Mengapa Anda tidak boleh mencairkan ikan beku dalam kemasannya yang tertutup rapat

Botulisme adalah kata yang sering dikaitkan dengan pengalengan di rumah dan makanan kaleng penyok yang Anda temukan di toko bahan makanan. Namun tahukah Anda bahwa potongan ikan beku yang dikemas secara terpisah dan tertutup rapat juga menimbulkan risiko bagi bakteri?

Saya suka membeli potongan ikan beku yang dibungkus satu per satu untuk mengontrol porsi dan menyiapkan makanan dengan mudah. Saya telah membeli ikan beku dalam berbagai jenis selama bertahun-tahun, jadi saya terkejut ketika saya sedang berbelanja salmon beku baru-baru ini dan seorang pegawai makanan laut menghentikan saya dan berkata, “Jangan lupa mengeluarkan ikan dari kemasannya sebelum Anda mencairkannya. “

Tidak ada seorang pun yang pernah memberitahuku hal itu sebelumnya. Saya bertanya alasannya, dan dia mengatakan bahwa mencairkan ikan dalam kemasan tertutup vakum berisiko tinggi terkena botulisme. Mengejutkan, bukan?

stok foto

Apa yang perlu diketahui tentang botulisme

Botulisme adalah penyakit langka namun serius dan seringkali berakibat fatal yang disebabkan oleh bakteri Clostridium botulinum, yang menyerang saraf tubuh. Gejalanya diawali dengan melemahnya otot-otot di sekitar mata, wajah, mulut, dan tenggorokan. Kemudian dapat menyebar ke otot-otot lain di tubuh termasuk leher, lengan, batang tubuh, dan kaki. Gejala yang parah termasuk kesulitan bernapas dan, dalam kasus yang paling serius, kematian.

Bagaimana botulisme tumbuh dalam kemasan tertutup rapat

Ternyata, toksin C. botulinum tercipta ketika spora memungkinkannya hidup dalam kondisi tertentu, seperti — Anda dapat menebaknya — kemasan vakum rendah oksigen. Semakin panas suhunya, semakin cepat toksin terbentuk. Ketika suhu di atas 38 derajat Fahrenheit, risiko botulisme meningkat pesat.

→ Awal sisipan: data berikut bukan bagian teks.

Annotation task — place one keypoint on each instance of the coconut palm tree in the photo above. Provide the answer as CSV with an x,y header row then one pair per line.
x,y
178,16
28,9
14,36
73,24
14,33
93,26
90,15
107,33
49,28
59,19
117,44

Beberapa lemari es rumahan beroperasi di atas 38 derajat (Consumer Reports mengatakan suhu ideal adalah 37 derajat), jadi mengeluarkan ikan dari kemasannya yang tertutup rapat sangat penting untuk menghilangkan risiko botulisme. Dengan membuka bungkusnya, ikan akan diperkenalkan dengan oksigen dan spora tidak akan menghasilkan sel-sel yang membentuk racun.

Mencairkan ikan beku juga menimbulkan risiko listeria monocytogenes, yang lebih dikenal dengan listeria. Bakteri ini dapat tumbuh dan berkembang biak pada beberapa makanan yang disimpan di lemari es. Wanita hamil, bayi baru lahir, orang dewasa berusia 65 tahun ke atas, dan orang dewasa dengan sistem kekebalan tubuh yang lemah memiliki risiko lebih tinggi terkena keracunan listeria.

Cara terbaik mencairkan ikan

Untuk mencegah botulisme atau listeria, ikuti pedoman keselamatan FDA berikut untuk menangani makanan laut:

1. Jika Anda tidak berencana menggunakan makanan laut segar dalam waktu dua hari setelah pembelian, bungkus rapat dengan plastik, kertas timah, atau kertas tahan lembab dan simpan di dalam freezer.

2. Cara terbaik untuk mencairkan makanan laut adalah secara bertahap, dengan memasukkannya ke dalam lemari es semalaman. Hindari kontaminasi silang dengan menempatkan makanan laut yang sudah dicairkan jauh dari produk segar.

3. Jika Anda perlu mencairkan sepotong ikan dengan cepat, masukkan ke dalam kantong zip-top dan rendam dalam air dingin. Jika Anda berencana untuk memasak ikan segera setelah dicairkan, Anda dapat menggunakan pengaturan pencairan es di microwave tetapi hanya sampai ikannya sedingin es namun lentur.

4. Jangan pernah mencairkan daging atau makanan laut beku apa pun di konter pada suhu kamar.

Terima kasih kepada pekerja misterius bagian makanan laut di toko kelontong yang telah memberi tahu saya — dan sekarang Anda — tentang informasi penting ini!

Cerita ini pertama kali muncul di paling sederhana.